Rechtsdatenbank
Welche Fragen Arbeitgeber auch zum Thema Sozialversicherungsrecht bewegen: Die Rechtsdatenbank der AOK liefert die Antworten – einfach, fundiert und topaktuell.

Welche Fragen Arbeitgeber auch zum Thema Sozialversicherungsrecht bewegen: Die Rechtsdatenbank der AOK liefert die Antworten – einfach, fundiert und topaktuell.

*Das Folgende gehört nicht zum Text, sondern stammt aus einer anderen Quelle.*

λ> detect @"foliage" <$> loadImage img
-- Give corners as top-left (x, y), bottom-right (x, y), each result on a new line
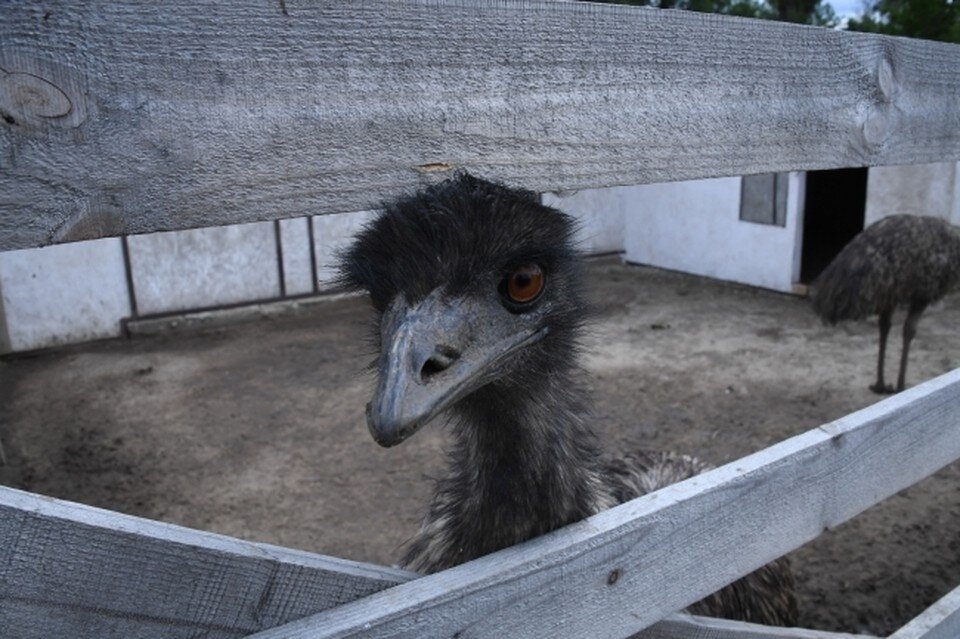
top-left (847, 0), bottom-right (960, 42)
top-left (589, 0), bottom-right (838, 26)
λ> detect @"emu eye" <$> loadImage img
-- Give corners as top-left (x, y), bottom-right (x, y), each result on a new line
top-left (502, 264), bottom-right (545, 305)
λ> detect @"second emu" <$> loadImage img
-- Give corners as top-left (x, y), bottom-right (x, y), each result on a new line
top-left (812, 215), bottom-right (960, 393)
top-left (339, 173), bottom-right (797, 625)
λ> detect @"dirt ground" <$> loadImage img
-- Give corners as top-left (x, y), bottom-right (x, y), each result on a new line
top-left (1, 259), bottom-right (958, 636)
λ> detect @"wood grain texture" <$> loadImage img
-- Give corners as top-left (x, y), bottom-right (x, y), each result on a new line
top-left (0, 482), bottom-right (873, 639)
top-left (0, 493), bottom-right (877, 639)
top-left (888, 585), bottom-right (960, 639)
top-left (0, 486), bottom-right (415, 639)
top-left (248, 368), bottom-right (960, 639)
top-left (2, 0), bottom-right (960, 251)
top-left (638, 614), bottom-right (877, 639)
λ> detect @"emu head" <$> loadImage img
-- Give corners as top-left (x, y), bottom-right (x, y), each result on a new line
top-left (338, 174), bottom-right (585, 447)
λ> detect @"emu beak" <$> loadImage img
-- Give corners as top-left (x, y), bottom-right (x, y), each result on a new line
top-left (367, 289), bottom-right (547, 447)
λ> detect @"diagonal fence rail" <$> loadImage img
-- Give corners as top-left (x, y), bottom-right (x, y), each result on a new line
top-left (247, 369), bottom-right (960, 639)
top-left (2, 368), bottom-right (958, 638)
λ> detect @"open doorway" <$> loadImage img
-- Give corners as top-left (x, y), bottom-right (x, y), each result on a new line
top-left (800, 168), bottom-right (868, 283)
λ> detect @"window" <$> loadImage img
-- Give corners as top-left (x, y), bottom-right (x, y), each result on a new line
top-left (740, 173), bottom-right (788, 227)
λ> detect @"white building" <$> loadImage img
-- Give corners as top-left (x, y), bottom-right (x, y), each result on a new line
top-left (2, 162), bottom-right (958, 354)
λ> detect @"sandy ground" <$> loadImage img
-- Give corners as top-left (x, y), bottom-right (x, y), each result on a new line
top-left (1, 259), bottom-right (958, 636)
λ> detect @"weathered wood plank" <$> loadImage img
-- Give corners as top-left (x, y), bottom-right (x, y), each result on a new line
top-left (0, 485), bottom-right (415, 639)
top-left (248, 368), bottom-right (960, 639)
top-left (0, 471), bottom-right (875, 639)
top-left (888, 585), bottom-right (960, 639)
top-left (2, 0), bottom-right (959, 251)
top-left (638, 614), bottom-right (877, 639)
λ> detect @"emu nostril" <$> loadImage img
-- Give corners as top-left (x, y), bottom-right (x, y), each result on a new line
top-left (419, 345), bottom-right (461, 381)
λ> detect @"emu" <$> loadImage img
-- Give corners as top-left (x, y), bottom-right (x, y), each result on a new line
top-left (339, 173), bottom-right (797, 625)
top-left (811, 215), bottom-right (960, 394)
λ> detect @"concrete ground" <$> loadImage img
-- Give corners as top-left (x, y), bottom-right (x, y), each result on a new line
top-left (1, 258), bottom-right (958, 635)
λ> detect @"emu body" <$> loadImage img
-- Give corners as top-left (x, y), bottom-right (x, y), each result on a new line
top-left (812, 215), bottom-right (960, 393)
top-left (339, 174), bottom-right (797, 625)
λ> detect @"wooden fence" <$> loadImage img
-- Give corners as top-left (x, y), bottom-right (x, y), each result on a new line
top-left (2, 1), bottom-right (960, 638)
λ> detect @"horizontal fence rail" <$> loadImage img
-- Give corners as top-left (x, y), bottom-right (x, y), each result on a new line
top-left (2, 0), bottom-right (960, 250)
top-left (637, 614), bottom-right (877, 639)
top-left (0, 487), bottom-right (415, 639)
top-left (888, 585), bottom-right (960, 639)
top-left (247, 368), bottom-right (960, 639)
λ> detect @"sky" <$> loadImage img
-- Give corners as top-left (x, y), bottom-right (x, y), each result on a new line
top-left (829, 0), bottom-right (869, 22)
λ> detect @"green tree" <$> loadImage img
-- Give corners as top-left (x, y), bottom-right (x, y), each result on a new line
top-left (589, 0), bottom-right (837, 26)
top-left (847, 0), bottom-right (960, 42)
top-left (769, 0), bottom-right (838, 24)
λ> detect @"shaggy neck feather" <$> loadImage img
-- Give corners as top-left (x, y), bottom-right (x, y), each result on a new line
top-left (440, 370), bottom-right (606, 559)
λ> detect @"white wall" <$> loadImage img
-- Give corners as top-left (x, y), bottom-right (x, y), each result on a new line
top-left (618, 175), bottom-right (805, 293)
top-left (543, 190), bottom-right (627, 254)
top-left (279, 218), bottom-right (315, 296)
top-left (0, 174), bottom-right (814, 353)
top-left (127, 221), bottom-right (281, 315)
top-left (313, 211), bottom-right (377, 288)
top-left (0, 210), bottom-right (406, 353)
top-left (0, 239), bottom-right (131, 352)
top-left (865, 161), bottom-right (960, 226)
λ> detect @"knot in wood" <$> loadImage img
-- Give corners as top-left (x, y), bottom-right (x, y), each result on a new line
top-left (607, 568), bottom-right (621, 586)
top-left (858, 56), bottom-right (898, 151)
top-left (877, 59), bottom-right (895, 102)
top-left (861, 104), bottom-right (889, 149)
top-left (415, 162), bottom-right (456, 174)
top-left (0, 70), bottom-right (73, 123)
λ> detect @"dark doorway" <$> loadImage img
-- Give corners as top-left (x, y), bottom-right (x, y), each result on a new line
top-left (800, 168), bottom-right (868, 283)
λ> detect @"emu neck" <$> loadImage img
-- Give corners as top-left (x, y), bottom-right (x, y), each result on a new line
top-left (442, 372), bottom-right (605, 561)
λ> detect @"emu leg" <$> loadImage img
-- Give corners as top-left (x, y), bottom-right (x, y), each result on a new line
top-left (896, 301), bottom-right (928, 392)
top-left (870, 310), bottom-right (895, 394)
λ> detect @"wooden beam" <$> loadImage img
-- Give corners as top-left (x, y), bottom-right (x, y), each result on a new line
top-left (888, 585), bottom-right (960, 639)
top-left (0, 485), bottom-right (415, 638)
top-left (0, 480), bottom-right (874, 639)
top-left (248, 368), bottom-right (960, 639)
top-left (2, 1), bottom-right (960, 250)
top-left (638, 614), bottom-right (877, 639)
top-left (0, 488), bottom-right (882, 639)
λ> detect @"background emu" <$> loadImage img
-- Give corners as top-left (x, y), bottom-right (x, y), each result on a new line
top-left (339, 173), bottom-right (797, 625)
top-left (811, 215), bottom-right (960, 394)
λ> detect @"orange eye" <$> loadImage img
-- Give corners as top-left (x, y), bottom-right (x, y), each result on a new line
top-left (505, 264), bottom-right (545, 304)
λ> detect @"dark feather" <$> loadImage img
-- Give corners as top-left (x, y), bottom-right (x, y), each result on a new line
top-left (340, 173), bottom-right (798, 626)
top-left (812, 215), bottom-right (960, 323)
top-left (811, 214), bottom-right (960, 392)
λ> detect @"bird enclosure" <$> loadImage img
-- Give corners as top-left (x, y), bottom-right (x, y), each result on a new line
top-left (2, 2), bottom-right (960, 638)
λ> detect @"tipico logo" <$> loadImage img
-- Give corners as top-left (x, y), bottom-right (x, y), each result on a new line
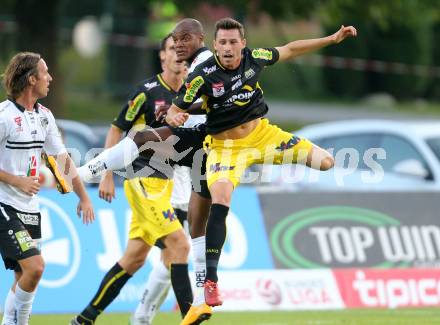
top-left (39, 197), bottom-right (81, 288)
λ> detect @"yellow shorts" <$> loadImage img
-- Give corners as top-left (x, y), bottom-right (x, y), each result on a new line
top-left (204, 119), bottom-right (313, 188)
top-left (124, 177), bottom-right (182, 246)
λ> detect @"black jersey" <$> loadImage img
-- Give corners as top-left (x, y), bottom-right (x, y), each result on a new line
top-left (173, 47), bottom-right (279, 134)
top-left (113, 74), bottom-right (178, 179)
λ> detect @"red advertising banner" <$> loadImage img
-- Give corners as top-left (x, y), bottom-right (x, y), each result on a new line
top-left (333, 269), bottom-right (440, 309)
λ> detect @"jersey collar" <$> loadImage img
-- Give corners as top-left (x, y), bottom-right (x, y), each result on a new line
top-left (157, 74), bottom-right (173, 93)
top-left (214, 53), bottom-right (226, 70)
top-left (11, 100), bottom-right (39, 113)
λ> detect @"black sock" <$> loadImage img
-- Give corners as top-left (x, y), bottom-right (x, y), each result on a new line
top-left (170, 263), bottom-right (193, 318)
top-left (205, 203), bottom-right (229, 283)
top-left (77, 263), bottom-right (131, 323)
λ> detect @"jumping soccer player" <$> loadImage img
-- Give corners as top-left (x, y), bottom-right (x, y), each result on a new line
top-left (165, 18), bottom-right (356, 306)
top-left (77, 19), bottom-right (215, 325)
top-left (71, 34), bottom-right (195, 325)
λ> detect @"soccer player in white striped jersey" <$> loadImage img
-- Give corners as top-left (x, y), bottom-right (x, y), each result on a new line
top-left (0, 52), bottom-right (94, 325)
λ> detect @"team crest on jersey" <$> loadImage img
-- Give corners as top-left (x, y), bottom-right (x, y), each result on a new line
top-left (14, 116), bottom-right (22, 127)
top-left (212, 82), bottom-right (225, 97)
top-left (154, 100), bottom-right (166, 111)
top-left (14, 116), bottom-right (23, 132)
top-left (40, 116), bottom-right (49, 128)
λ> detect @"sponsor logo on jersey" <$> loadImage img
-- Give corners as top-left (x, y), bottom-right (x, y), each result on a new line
top-left (144, 81), bottom-right (159, 90)
top-left (203, 65), bottom-right (217, 75)
top-left (15, 230), bottom-right (36, 252)
top-left (252, 49), bottom-right (273, 61)
top-left (209, 163), bottom-right (235, 173)
top-left (184, 76), bottom-right (204, 103)
top-left (232, 79), bottom-right (243, 91)
top-left (125, 92), bottom-right (146, 121)
top-left (154, 100), bottom-right (166, 111)
top-left (226, 85), bottom-right (256, 106)
top-left (231, 74), bottom-right (242, 82)
top-left (17, 213), bottom-right (39, 226)
top-left (212, 82), bottom-right (225, 97)
top-left (88, 160), bottom-right (107, 176)
top-left (245, 68), bottom-right (255, 79)
top-left (27, 155), bottom-right (37, 177)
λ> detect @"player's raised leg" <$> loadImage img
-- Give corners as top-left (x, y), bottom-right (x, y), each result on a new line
top-left (77, 127), bottom-right (175, 182)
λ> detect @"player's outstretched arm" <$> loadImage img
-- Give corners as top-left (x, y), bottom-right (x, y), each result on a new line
top-left (276, 25), bottom-right (357, 62)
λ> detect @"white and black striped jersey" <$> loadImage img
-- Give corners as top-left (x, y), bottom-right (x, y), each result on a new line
top-left (170, 47), bottom-right (210, 210)
top-left (0, 100), bottom-right (66, 212)
top-left (187, 47), bottom-right (213, 74)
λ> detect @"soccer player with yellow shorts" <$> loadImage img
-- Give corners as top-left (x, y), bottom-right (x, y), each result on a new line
top-left (71, 34), bottom-right (193, 325)
top-left (166, 18), bottom-right (357, 307)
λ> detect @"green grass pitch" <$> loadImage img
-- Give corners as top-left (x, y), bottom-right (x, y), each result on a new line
top-left (23, 309), bottom-right (440, 325)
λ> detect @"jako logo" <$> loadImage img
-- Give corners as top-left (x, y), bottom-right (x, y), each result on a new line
top-left (39, 197), bottom-right (81, 288)
top-left (256, 279), bottom-right (282, 305)
top-left (209, 163), bottom-right (235, 173)
top-left (275, 136), bottom-right (301, 151)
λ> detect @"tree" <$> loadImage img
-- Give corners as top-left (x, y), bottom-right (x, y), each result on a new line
top-left (14, 0), bottom-right (63, 113)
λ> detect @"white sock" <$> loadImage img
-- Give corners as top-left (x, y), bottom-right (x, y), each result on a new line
top-left (134, 261), bottom-right (170, 321)
top-left (14, 285), bottom-right (35, 325)
top-left (1, 289), bottom-right (15, 324)
top-left (78, 137), bottom-right (139, 182)
top-left (191, 236), bottom-right (206, 306)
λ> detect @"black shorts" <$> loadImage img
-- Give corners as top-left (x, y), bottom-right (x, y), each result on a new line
top-left (155, 208), bottom-right (188, 249)
top-left (170, 124), bottom-right (210, 199)
top-left (0, 202), bottom-right (41, 270)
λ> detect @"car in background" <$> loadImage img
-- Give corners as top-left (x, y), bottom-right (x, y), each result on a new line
top-left (57, 119), bottom-right (101, 166)
top-left (256, 119), bottom-right (440, 191)
top-left (56, 119), bottom-right (125, 186)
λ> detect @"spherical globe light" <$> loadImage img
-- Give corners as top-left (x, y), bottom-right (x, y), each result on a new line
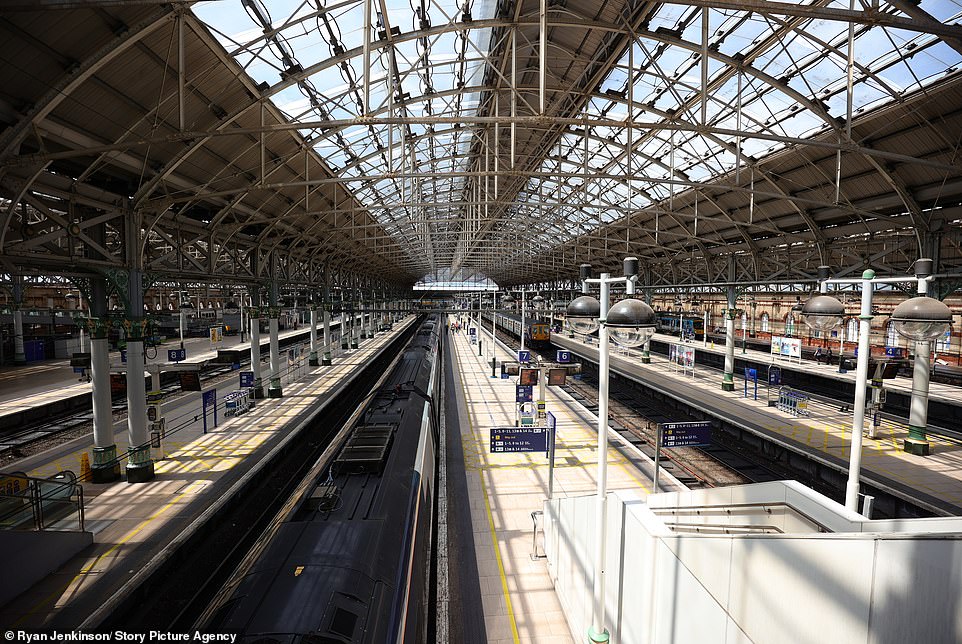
top-left (800, 295), bottom-right (845, 332)
top-left (565, 295), bottom-right (600, 336)
top-left (606, 298), bottom-right (656, 347)
top-left (890, 296), bottom-right (953, 341)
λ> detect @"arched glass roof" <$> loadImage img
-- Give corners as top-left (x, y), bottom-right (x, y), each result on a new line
top-left (192, 0), bottom-right (962, 285)
top-left (1, 2), bottom-right (961, 290)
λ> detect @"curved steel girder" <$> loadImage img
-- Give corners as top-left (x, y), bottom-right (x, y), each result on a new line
top-left (131, 16), bottom-right (410, 273)
top-left (7, 9), bottom-right (952, 286)
top-left (0, 8), bottom-right (176, 161)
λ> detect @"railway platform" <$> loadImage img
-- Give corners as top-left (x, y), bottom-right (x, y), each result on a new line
top-left (553, 332), bottom-right (962, 516)
top-left (0, 319), bottom-right (355, 417)
top-left (444, 322), bottom-right (677, 643)
top-left (648, 330), bottom-right (962, 409)
top-left (0, 318), bottom-right (413, 630)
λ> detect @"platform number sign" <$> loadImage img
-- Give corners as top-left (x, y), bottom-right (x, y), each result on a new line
top-left (518, 350), bottom-right (531, 364)
top-left (168, 348), bottom-right (186, 363)
top-left (239, 371), bottom-right (255, 388)
top-left (556, 350), bottom-right (571, 363)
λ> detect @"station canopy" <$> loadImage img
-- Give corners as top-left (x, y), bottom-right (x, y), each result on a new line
top-left (1, 1), bottom-right (961, 291)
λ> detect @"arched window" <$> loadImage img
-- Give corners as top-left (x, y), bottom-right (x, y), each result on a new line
top-left (785, 313), bottom-right (795, 337)
top-left (846, 317), bottom-right (858, 340)
top-left (935, 329), bottom-right (952, 352)
top-left (886, 320), bottom-right (899, 348)
top-left (760, 313), bottom-right (770, 333)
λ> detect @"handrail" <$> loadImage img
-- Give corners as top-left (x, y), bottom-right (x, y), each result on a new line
top-left (658, 521), bottom-right (784, 535)
top-left (0, 470), bottom-right (85, 532)
top-left (650, 500), bottom-right (832, 533)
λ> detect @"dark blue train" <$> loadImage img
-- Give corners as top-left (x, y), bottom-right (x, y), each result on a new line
top-left (200, 315), bottom-right (442, 642)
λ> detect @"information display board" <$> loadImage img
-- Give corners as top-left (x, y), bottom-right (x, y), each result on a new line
top-left (240, 371), bottom-right (255, 388)
top-left (660, 421), bottom-right (712, 448)
top-left (489, 426), bottom-right (548, 453)
top-left (519, 368), bottom-right (539, 386)
top-left (548, 368), bottom-right (567, 386)
top-left (179, 371), bottom-right (202, 392)
top-left (515, 385), bottom-right (533, 403)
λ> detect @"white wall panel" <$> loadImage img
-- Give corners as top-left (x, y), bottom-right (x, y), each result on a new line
top-left (867, 539), bottom-right (962, 644)
top-left (728, 537), bottom-right (874, 644)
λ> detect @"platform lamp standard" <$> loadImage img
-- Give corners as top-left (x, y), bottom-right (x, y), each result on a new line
top-left (800, 261), bottom-right (952, 512)
top-left (565, 258), bottom-right (656, 644)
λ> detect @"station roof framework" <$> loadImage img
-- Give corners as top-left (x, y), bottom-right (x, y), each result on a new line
top-left (1, 1), bottom-right (962, 296)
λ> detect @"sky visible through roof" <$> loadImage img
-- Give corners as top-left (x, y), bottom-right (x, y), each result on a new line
top-left (195, 0), bottom-right (962, 283)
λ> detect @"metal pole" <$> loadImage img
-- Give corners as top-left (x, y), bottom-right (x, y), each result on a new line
top-left (362, 0), bottom-right (372, 114)
top-left (653, 423), bottom-right (662, 493)
top-left (491, 294), bottom-right (498, 377)
top-left (548, 416), bottom-right (556, 500)
top-left (847, 269), bottom-right (875, 511)
top-left (589, 274), bottom-right (610, 643)
top-left (539, 0), bottom-right (546, 115)
top-left (520, 288), bottom-right (526, 355)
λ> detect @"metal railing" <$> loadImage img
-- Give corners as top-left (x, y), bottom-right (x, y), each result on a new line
top-left (0, 470), bottom-right (85, 531)
top-left (650, 500), bottom-right (832, 534)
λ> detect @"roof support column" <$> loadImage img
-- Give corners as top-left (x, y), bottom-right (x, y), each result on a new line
top-left (309, 298), bottom-right (319, 366)
top-left (722, 285), bottom-right (736, 391)
top-left (248, 286), bottom-right (264, 399)
top-left (88, 275), bottom-right (120, 482)
top-left (11, 275), bottom-right (25, 365)
top-left (322, 269), bottom-right (332, 365)
top-left (267, 281), bottom-right (283, 398)
top-left (124, 265), bottom-right (154, 483)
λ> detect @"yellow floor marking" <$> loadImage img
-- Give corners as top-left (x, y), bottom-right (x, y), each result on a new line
top-left (453, 339), bottom-right (521, 644)
top-left (16, 490), bottom-right (186, 624)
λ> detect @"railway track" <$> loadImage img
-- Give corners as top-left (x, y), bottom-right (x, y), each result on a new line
top-left (88, 322), bottom-right (420, 631)
top-left (487, 322), bottom-right (788, 491)
top-left (0, 330), bottom-right (314, 465)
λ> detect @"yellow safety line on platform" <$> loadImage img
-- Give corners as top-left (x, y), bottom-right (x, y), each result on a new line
top-left (453, 338), bottom-right (521, 644)
top-left (15, 490), bottom-right (184, 625)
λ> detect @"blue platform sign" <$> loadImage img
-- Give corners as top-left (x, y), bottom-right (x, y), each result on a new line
top-left (239, 371), bottom-right (255, 388)
top-left (518, 350), bottom-right (531, 363)
top-left (516, 385), bottom-right (533, 403)
top-left (660, 421), bottom-right (712, 448)
top-left (556, 350), bottom-right (572, 363)
top-left (490, 426), bottom-right (548, 453)
top-left (202, 388), bottom-right (217, 434)
top-left (168, 348), bottom-right (187, 362)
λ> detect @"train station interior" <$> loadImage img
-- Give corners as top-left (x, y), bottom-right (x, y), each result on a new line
top-left (2, 1), bottom-right (962, 642)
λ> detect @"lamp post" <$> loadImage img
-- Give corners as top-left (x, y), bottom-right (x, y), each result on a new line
top-left (890, 259), bottom-right (953, 456)
top-left (801, 261), bottom-right (952, 511)
top-left (565, 258), bottom-right (656, 644)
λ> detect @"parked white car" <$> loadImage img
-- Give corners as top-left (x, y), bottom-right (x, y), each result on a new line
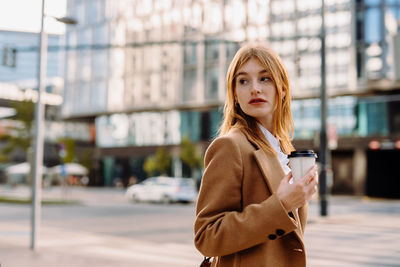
top-left (125, 176), bottom-right (198, 204)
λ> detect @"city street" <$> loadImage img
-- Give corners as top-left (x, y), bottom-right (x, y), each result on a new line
top-left (1, 1), bottom-right (400, 267)
top-left (0, 186), bottom-right (399, 266)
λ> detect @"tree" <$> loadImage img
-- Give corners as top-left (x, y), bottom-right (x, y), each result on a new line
top-left (180, 135), bottom-right (203, 175)
top-left (80, 147), bottom-right (94, 170)
top-left (143, 147), bottom-right (172, 177)
top-left (57, 137), bottom-right (77, 163)
top-left (0, 100), bottom-right (34, 162)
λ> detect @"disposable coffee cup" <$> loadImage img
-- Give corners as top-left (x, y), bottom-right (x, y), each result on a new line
top-left (288, 150), bottom-right (317, 182)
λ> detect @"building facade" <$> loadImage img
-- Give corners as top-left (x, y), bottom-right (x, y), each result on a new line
top-left (0, 29), bottom-right (93, 184)
top-left (63, 0), bottom-right (400, 197)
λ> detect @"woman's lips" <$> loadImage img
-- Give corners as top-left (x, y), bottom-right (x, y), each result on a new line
top-left (249, 98), bottom-right (266, 104)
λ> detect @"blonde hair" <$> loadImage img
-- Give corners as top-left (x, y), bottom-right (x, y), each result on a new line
top-left (219, 43), bottom-right (294, 155)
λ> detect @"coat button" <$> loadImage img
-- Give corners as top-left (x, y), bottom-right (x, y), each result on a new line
top-left (276, 229), bottom-right (285, 236)
top-left (268, 234), bottom-right (277, 240)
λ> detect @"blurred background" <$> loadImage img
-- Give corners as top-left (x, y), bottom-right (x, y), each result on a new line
top-left (1, 0), bottom-right (400, 198)
top-left (0, 0), bottom-right (400, 266)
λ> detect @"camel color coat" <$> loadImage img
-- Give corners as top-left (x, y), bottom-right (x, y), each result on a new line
top-left (194, 128), bottom-right (308, 267)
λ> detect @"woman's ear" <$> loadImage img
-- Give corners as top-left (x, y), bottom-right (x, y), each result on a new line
top-left (282, 90), bottom-right (286, 100)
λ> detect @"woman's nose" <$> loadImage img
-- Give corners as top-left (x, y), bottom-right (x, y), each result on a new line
top-left (250, 82), bottom-right (261, 94)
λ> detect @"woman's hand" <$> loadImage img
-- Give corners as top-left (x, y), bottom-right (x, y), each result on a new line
top-left (276, 165), bottom-right (319, 212)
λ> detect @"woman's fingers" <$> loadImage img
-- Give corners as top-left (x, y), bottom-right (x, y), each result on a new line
top-left (278, 167), bottom-right (319, 211)
top-left (298, 166), bottom-right (319, 200)
top-left (313, 172), bottom-right (319, 184)
top-left (285, 172), bottom-right (293, 182)
top-left (300, 165), bottom-right (317, 185)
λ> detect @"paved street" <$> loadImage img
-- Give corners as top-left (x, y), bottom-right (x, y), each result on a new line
top-left (306, 197), bottom-right (400, 266)
top-left (0, 186), bottom-right (399, 267)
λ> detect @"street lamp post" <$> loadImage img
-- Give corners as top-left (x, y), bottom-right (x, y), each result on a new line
top-left (31, 0), bottom-right (46, 251)
top-left (31, 0), bottom-right (77, 251)
top-left (319, 0), bottom-right (329, 216)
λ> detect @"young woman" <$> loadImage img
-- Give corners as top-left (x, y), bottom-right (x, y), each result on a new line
top-left (194, 44), bottom-right (318, 267)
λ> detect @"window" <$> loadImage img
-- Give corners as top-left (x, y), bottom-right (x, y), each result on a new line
top-left (93, 23), bottom-right (108, 45)
top-left (77, 50), bottom-right (91, 81)
top-left (108, 78), bottom-right (125, 111)
top-left (109, 48), bottom-right (125, 78)
top-left (224, 0), bottom-right (246, 29)
top-left (87, 0), bottom-right (99, 24)
top-left (92, 50), bottom-right (108, 79)
top-left (66, 51), bottom-right (77, 82)
top-left (365, 7), bottom-right (382, 44)
top-left (203, 2), bottom-right (223, 34)
top-left (201, 112), bottom-right (211, 141)
top-left (78, 28), bottom-right (91, 46)
top-left (90, 81), bottom-right (107, 112)
top-left (180, 111), bottom-right (200, 142)
top-left (205, 66), bottom-right (219, 100)
top-left (184, 43), bottom-right (197, 65)
top-left (182, 69), bottom-right (197, 102)
top-left (205, 41), bottom-right (219, 62)
top-left (76, 82), bottom-right (90, 113)
top-left (226, 41), bottom-right (240, 61)
top-left (248, 0), bottom-right (268, 25)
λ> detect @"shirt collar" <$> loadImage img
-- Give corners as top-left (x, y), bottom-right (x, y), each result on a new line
top-left (258, 124), bottom-right (280, 152)
top-left (258, 124), bottom-right (291, 175)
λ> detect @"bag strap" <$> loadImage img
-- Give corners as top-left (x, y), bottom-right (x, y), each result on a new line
top-left (200, 256), bottom-right (211, 267)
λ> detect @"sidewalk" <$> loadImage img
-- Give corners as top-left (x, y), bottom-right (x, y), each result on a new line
top-left (306, 196), bottom-right (400, 266)
top-left (0, 185), bottom-right (202, 267)
top-left (0, 222), bottom-right (201, 267)
top-left (1, 185), bottom-right (400, 267)
top-left (0, 184), bottom-right (128, 205)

Die Inhalte des Bereichs „Fachwissen SV“ geben Ihnen kostenlos Auskunft zu allen Themen der Sozialversicherung. Sie sind ein exklusives Angebot für eingeloggte Nutzer.
Jetzt einloggen:
Sie sind noch nicht registriert?
BAG, 31.01.1996 - 2 AZR 629/95 - Verspätete Urteilsabsetzung als absoluter Revisionsgrund; Formelle Anforderungen an eine ordnungsgemäße Urteilsabsetzung
Bundesarbeitsgericht
Urt. v. 31.01.1996, Az.: 2 AZR 629/95
Verspätete Urteilsabsetzung als absoluter Revisionsgrund; Formelle Anforderungen an eine ordnungsgemäße Urteilsabsetzung
Verfahrensgang:
vorgehend:
LAG Hamm - 27.10.1994 - AZ: 4 Sa 79/94
Rechtsgrundlage:
BAG, 31.01.1996 - 2 AZR 629/95
In dem Rechtsstreit
hat der Zweite Senat des Bundesarbeitsgerichts
gemäß § 128 Abs. 2 ZPO
in der Sitzung am 31. Januar 1996
durch
den Vorsitzenden Richter Dr. Etzel,
die Richter Bitter und Bröhl sowie
die ehrenamtlichen Richter Strümper und Piper
für Recht erkannt:
Tenor:
Auf die Revision der Beklagten wird das Urteil des Landesarbeitsgerichts Hamm vom 27. Oktober 1994 - 4 Sa 79/94 - aufgehoben.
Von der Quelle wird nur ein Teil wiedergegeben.